More on Employment Tribunal Fees
Despite ACAS statistics, in our experience there is no incentive on employers to engage in early conciliation.
The landscape for employers has changed over the last couple of years. Since the introduction of Employment Tribunal fees in July 2013 and the mandatory requirement for all potential Tribunal claimants to engage in early conciliation via ACAS before they could issue their claims, there has been a massive reduction in the number of claims issued each year. That reduction is somewhere in the order of 70% when compared with the number of claims being issued prior to the introduction of fees.
There are two types of claim in the Tribunal for fees purposes, type A and type B. Type A claims cost £160 to issue and are for claims such as unlawful deduction from wages. Type B claims cover unfair dismissal and discrimination claims and cost £250 to issue.
Both types of claim also attract hearing fees of £230 for a type A claim, giving a total of £390 in Tribunal fees and £950 for a type B claim giving a total of £1,200 to take the matter to a final hearing. One of the initial justifications for introducing fees was to reduce the number of speculative and/or vexatious claims that were seen as clogging up the system. That was always controversial at best.
Government’s failure to publish report
A report prepared by the Justice Committee of the House of Commons highly criticised the whole regime and called for reform. It is particularly critical of the Government’s own failure to publish its of review the system two years after it was instigated despite the review having been completed for 6 months. Their report states “There is a troubling contrast between the speed with which the government has brought forward successive proposals for higher fees, and its tardiness in completing an assessment of the impact of the most controversial changes is made.”
The Justice Committee’s assessment of the Employment Tribunal fee system takes the view that fees have had “a significant adverse impact on access to justice for meritorious claims”. In addition to calling on the government to publish its post-implementation review of Tribunal fees, the Committee has also recommended that the level of fees be substantially reduced; the type A/type B banding of claims should be replaced by a more sophisticated structure or by a single fee; and that the threshold for disposable capital and monthly income for fee remission purposes should be increased. They also suggest that the time limit for a woman to bring a claim for maternity or pregnancy discrimination should be reviewed, with a view to increasing it from its current time limit of three months.

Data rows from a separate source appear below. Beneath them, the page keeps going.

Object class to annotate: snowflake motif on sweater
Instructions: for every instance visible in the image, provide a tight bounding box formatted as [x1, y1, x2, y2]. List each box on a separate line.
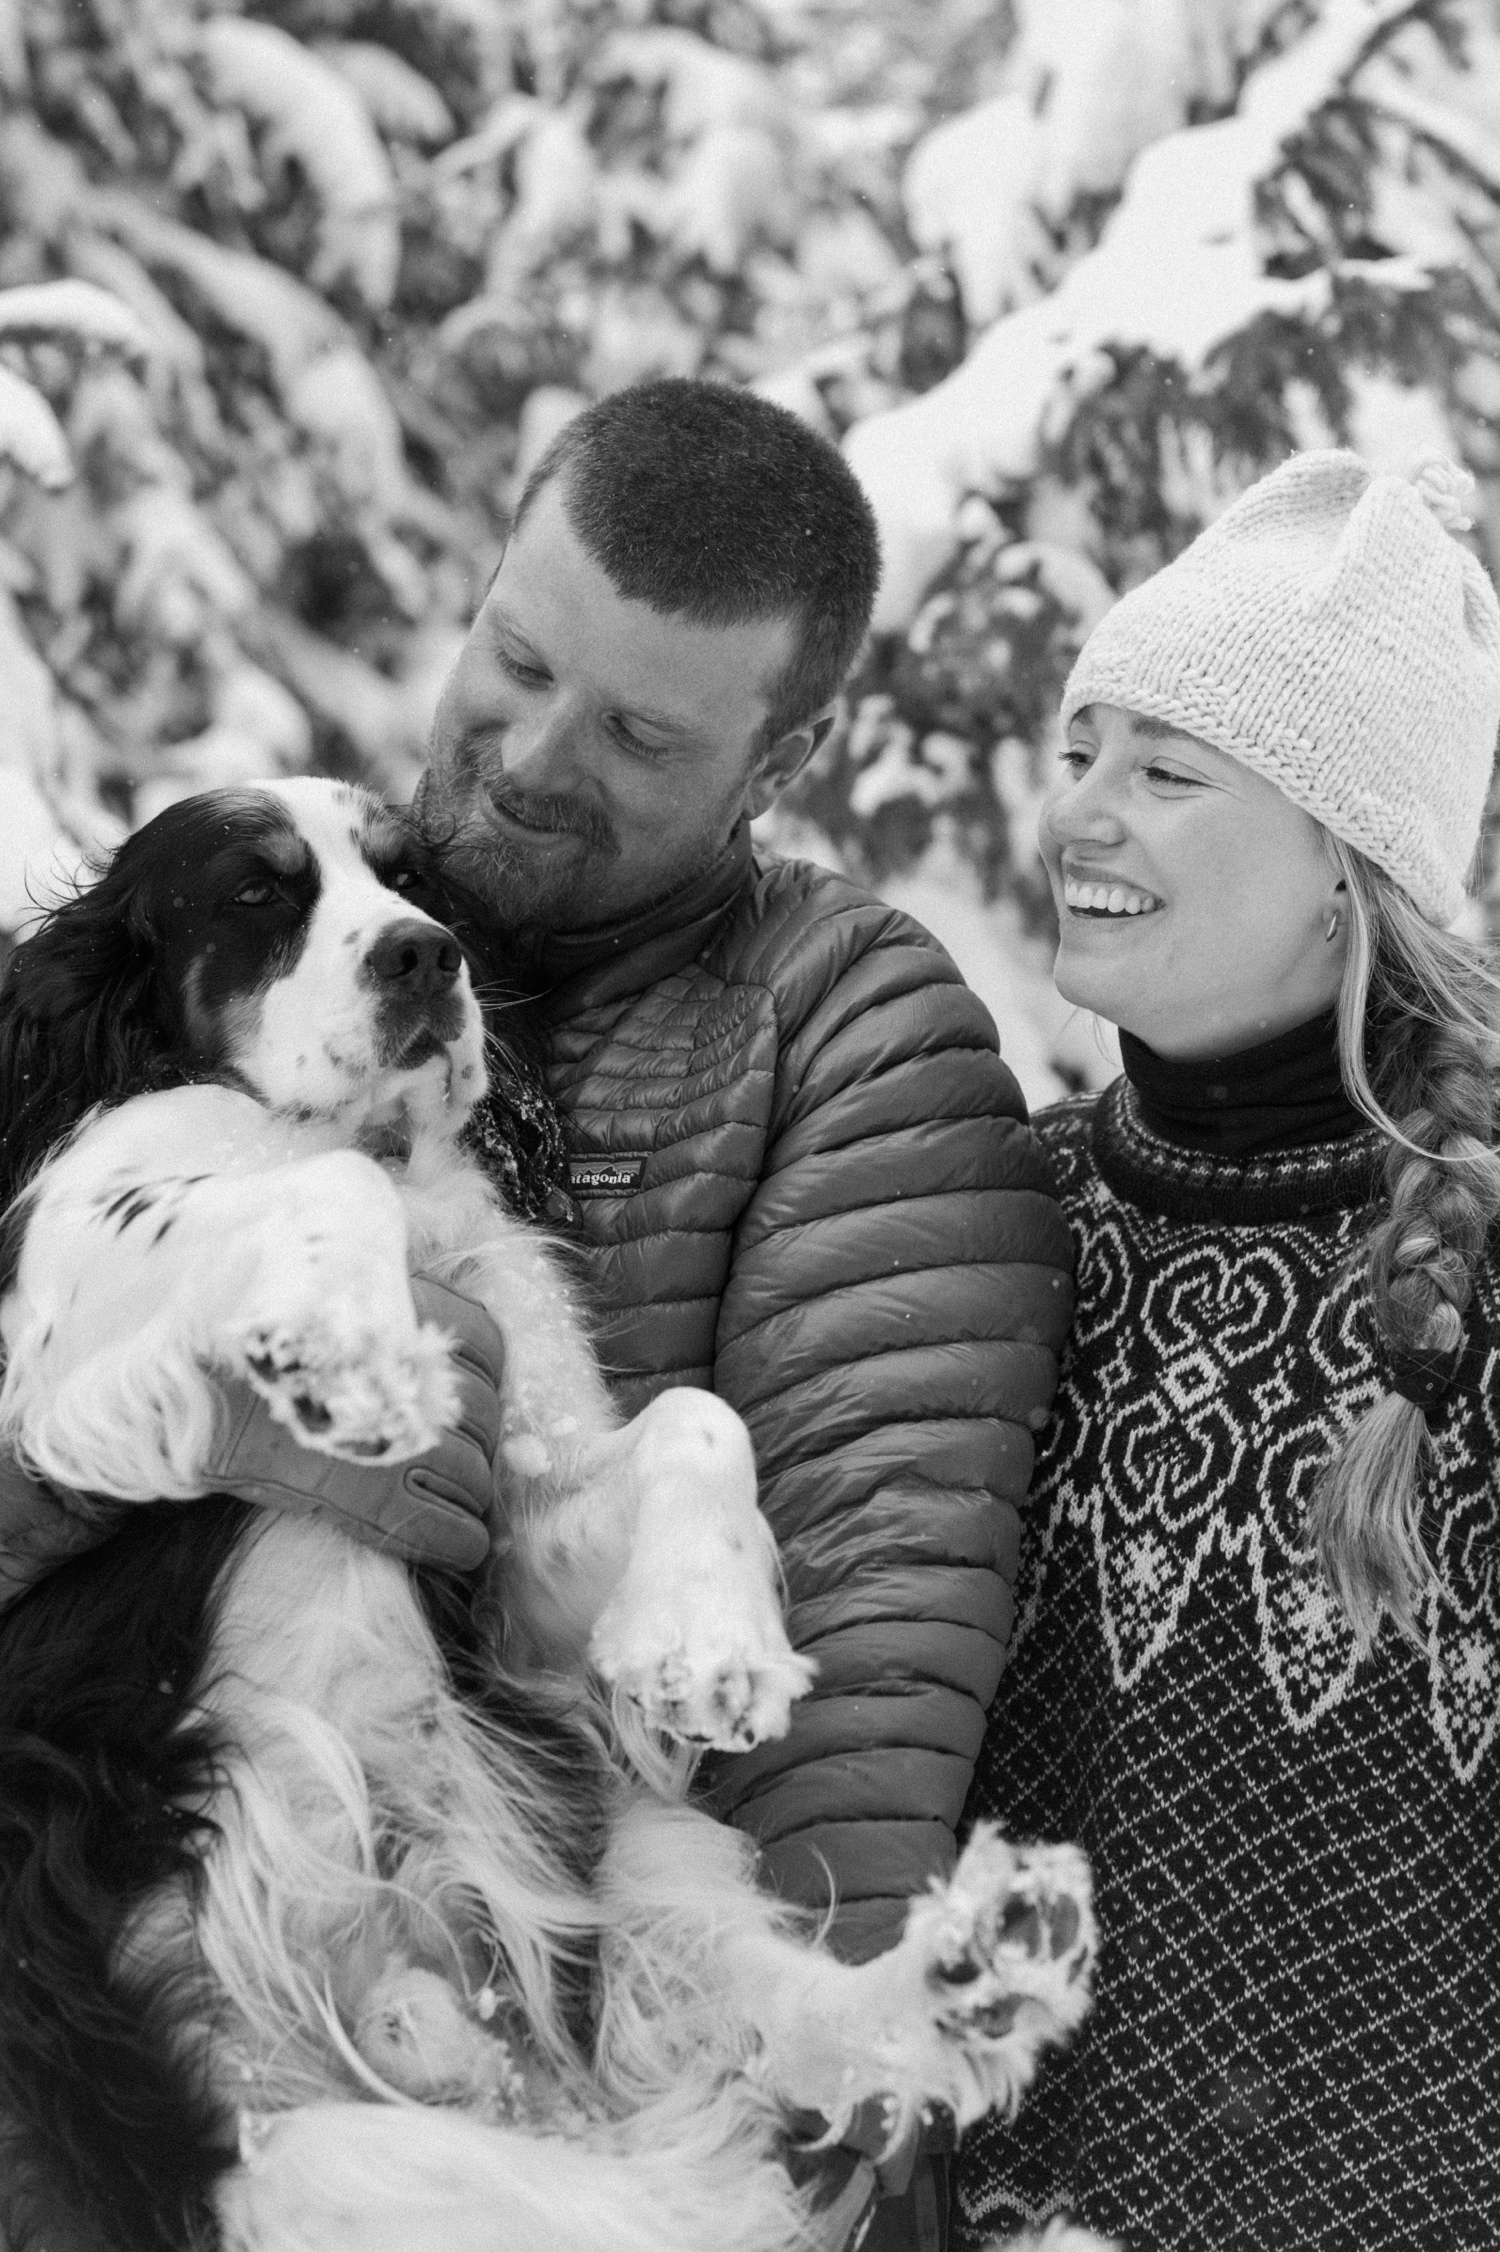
[1014, 1084, 1500, 1780]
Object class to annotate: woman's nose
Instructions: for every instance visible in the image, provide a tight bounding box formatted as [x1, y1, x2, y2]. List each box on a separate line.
[1044, 766, 1128, 848]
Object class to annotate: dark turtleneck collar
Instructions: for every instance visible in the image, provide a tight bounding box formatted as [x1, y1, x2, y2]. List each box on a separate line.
[1092, 1009, 1385, 1226]
[1119, 1009, 1366, 1162]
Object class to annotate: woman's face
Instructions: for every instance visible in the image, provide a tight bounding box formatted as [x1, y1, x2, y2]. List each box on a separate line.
[1039, 703, 1347, 1059]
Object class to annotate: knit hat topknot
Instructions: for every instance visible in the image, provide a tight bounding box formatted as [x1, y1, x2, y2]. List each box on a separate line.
[1060, 449, 1500, 925]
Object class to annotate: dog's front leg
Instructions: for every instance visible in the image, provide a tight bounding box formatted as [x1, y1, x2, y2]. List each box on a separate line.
[0, 1085, 456, 1499]
[503, 1388, 813, 1753]
[740, 1825, 1097, 2152]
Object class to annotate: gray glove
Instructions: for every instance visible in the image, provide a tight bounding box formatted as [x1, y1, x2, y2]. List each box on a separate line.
[0, 1451, 117, 1610]
[0, 1273, 505, 1608]
[202, 1272, 504, 1569]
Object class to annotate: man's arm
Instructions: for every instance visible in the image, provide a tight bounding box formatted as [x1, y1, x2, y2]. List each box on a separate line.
[704, 910, 1073, 1962]
[0, 1275, 505, 1610]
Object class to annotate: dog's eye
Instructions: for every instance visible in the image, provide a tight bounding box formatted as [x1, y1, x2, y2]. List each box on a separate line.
[233, 881, 279, 906]
[390, 869, 416, 891]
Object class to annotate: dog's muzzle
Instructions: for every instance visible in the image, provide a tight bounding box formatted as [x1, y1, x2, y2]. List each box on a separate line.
[368, 919, 470, 1067]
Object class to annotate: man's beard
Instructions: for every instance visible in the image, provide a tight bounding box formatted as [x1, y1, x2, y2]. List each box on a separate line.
[421, 771, 622, 934]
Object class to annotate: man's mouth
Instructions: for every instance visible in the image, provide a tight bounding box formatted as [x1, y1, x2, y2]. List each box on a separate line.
[486, 798, 580, 842]
[483, 787, 611, 853]
[1062, 876, 1163, 919]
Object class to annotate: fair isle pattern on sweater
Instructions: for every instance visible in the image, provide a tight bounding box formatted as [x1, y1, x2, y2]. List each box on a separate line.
[956, 1083, 1500, 2252]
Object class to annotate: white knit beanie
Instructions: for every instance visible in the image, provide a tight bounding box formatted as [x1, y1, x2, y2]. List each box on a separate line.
[1059, 449, 1500, 925]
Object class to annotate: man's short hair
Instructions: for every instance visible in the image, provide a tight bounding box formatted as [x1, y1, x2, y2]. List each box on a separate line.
[512, 379, 881, 744]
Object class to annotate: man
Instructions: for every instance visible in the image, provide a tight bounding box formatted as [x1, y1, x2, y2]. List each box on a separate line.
[0, 381, 1072, 2250]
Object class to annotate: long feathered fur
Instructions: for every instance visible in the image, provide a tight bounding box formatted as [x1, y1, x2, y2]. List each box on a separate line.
[0, 1502, 248, 2251]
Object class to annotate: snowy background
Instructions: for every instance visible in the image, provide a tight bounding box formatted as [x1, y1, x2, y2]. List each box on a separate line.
[2, 0, 1499, 1104]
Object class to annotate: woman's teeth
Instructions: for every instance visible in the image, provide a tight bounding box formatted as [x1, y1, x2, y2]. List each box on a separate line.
[1063, 877, 1162, 917]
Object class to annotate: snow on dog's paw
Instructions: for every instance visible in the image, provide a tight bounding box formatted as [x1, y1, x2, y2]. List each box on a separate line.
[926, 1827, 1095, 2037]
[592, 1604, 815, 1752]
[904, 1825, 1095, 2113]
[233, 1309, 458, 1461]
[984, 2226, 1120, 2252]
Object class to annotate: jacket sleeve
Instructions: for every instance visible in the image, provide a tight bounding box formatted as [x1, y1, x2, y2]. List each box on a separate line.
[0, 1452, 117, 1611]
[702, 899, 1074, 1962]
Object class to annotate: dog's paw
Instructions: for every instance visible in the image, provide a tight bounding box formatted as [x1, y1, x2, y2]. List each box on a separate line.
[927, 1827, 1095, 2038]
[903, 1826, 1095, 2119]
[232, 1308, 458, 1461]
[983, 2226, 1120, 2252]
[352, 1964, 534, 2120]
[584, 1388, 816, 1752]
[597, 1621, 816, 1752]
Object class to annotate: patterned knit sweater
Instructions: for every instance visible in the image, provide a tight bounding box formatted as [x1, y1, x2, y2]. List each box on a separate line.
[956, 1078, 1500, 2252]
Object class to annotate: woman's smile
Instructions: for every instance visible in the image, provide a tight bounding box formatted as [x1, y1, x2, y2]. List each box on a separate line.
[1060, 868, 1164, 918]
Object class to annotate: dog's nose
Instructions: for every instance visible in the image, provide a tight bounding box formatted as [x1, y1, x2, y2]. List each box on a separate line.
[367, 920, 462, 999]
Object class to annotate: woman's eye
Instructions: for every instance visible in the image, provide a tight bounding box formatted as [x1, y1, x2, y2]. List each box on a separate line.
[1144, 765, 1199, 788]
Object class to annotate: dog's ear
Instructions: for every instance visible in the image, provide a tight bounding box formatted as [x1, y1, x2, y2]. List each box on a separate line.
[0, 866, 168, 1208]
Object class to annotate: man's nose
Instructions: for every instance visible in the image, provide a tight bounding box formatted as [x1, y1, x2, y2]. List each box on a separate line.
[498, 692, 587, 786]
[366, 920, 462, 999]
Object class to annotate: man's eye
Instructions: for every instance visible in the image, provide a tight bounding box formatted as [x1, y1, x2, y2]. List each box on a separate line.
[500, 651, 549, 687]
[609, 716, 669, 758]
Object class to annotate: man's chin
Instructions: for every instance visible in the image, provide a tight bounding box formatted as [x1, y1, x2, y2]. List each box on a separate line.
[441, 825, 601, 933]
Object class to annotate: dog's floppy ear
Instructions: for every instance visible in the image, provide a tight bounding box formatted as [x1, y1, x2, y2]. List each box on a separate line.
[0, 860, 170, 1209]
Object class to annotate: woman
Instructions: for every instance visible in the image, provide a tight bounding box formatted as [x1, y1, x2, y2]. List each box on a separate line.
[956, 450, 1500, 2251]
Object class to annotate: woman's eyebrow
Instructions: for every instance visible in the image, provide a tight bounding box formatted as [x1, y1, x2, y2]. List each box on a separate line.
[1127, 715, 1192, 741]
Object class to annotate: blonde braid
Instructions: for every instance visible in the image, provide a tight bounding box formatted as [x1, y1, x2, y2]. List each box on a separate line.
[1310, 841, 1500, 1654]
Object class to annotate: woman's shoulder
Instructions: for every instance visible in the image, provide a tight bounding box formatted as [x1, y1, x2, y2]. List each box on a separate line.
[1033, 1089, 1104, 1141]
[1029, 1088, 1106, 1199]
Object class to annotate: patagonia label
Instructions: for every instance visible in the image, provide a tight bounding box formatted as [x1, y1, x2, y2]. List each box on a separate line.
[567, 1153, 649, 1199]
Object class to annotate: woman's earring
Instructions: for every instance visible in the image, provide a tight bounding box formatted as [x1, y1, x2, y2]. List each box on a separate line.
[1324, 909, 1342, 943]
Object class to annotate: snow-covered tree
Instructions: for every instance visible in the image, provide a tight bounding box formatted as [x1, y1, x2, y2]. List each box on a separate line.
[802, 0, 1500, 949]
[0, 0, 994, 939]
[2, 0, 1496, 1096]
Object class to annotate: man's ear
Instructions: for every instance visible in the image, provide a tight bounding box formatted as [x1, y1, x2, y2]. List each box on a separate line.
[745, 706, 838, 821]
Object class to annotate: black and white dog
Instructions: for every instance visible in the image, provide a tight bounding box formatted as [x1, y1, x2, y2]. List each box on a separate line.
[0, 778, 1097, 2252]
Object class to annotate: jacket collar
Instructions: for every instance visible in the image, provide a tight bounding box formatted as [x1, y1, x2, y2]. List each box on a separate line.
[529, 822, 754, 1017]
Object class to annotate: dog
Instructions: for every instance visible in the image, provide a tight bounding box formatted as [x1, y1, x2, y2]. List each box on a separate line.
[0, 777, 1097, 2252]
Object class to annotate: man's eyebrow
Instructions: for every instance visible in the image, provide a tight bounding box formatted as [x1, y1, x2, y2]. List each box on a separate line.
[487, 606, 547, 662]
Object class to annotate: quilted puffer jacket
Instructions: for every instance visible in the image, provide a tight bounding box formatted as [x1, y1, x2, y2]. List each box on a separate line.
[534, 827, 1074, 1962]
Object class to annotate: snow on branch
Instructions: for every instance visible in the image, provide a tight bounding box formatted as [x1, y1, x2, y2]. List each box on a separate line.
[1363, 77, 1500, 195]
[314, 40, 456, 148]
[847, 0, 1438, 630]
[905, 0, 1255, 327]
[194, 17, 400, 309]
[0, 279, 151, 361]
[88, 194, 347, 397]
[0, 364, 72, 490]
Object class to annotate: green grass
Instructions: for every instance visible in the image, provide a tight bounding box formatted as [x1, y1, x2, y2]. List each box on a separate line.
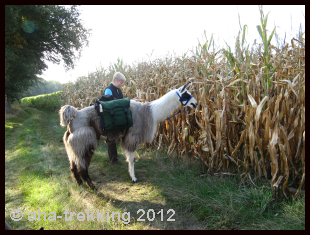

The report is further critical of the government’s position that early conciliation is helping to achieve access to justice for employees. The Committee records that 83,000 cases were dealt with by ACAS early conciliation and goes on to state that:
“Those cases cannot be simplistically assumed to represent displaced cases which were settled satisfactorily otherwise than by being taken to Tribunal. In many cases the existence of fees erected this incentive for employers to resolve the dispute at an early stage.”
To put it another way our experience has been that there is no incentive on employers to engage in early conciliation until such time as they know whether the employee will pay the Tribunal fee or not. This has been reflected in evidence that was given to the Committee and it therefore seems the introduction of Tribunal fees in fact prevents early conciliation from achieving its objective.
For this reason the landscape has shifted considerably and employers can feel much more comfortable in how they respond to grievances or complaints, as if the employee cannot get fee remission and is unwilling or unable to pay the Tribunal fee the matter will not be progressed further. That may be good news for employers but whether it is good news for access to justice and the wider society is another matter.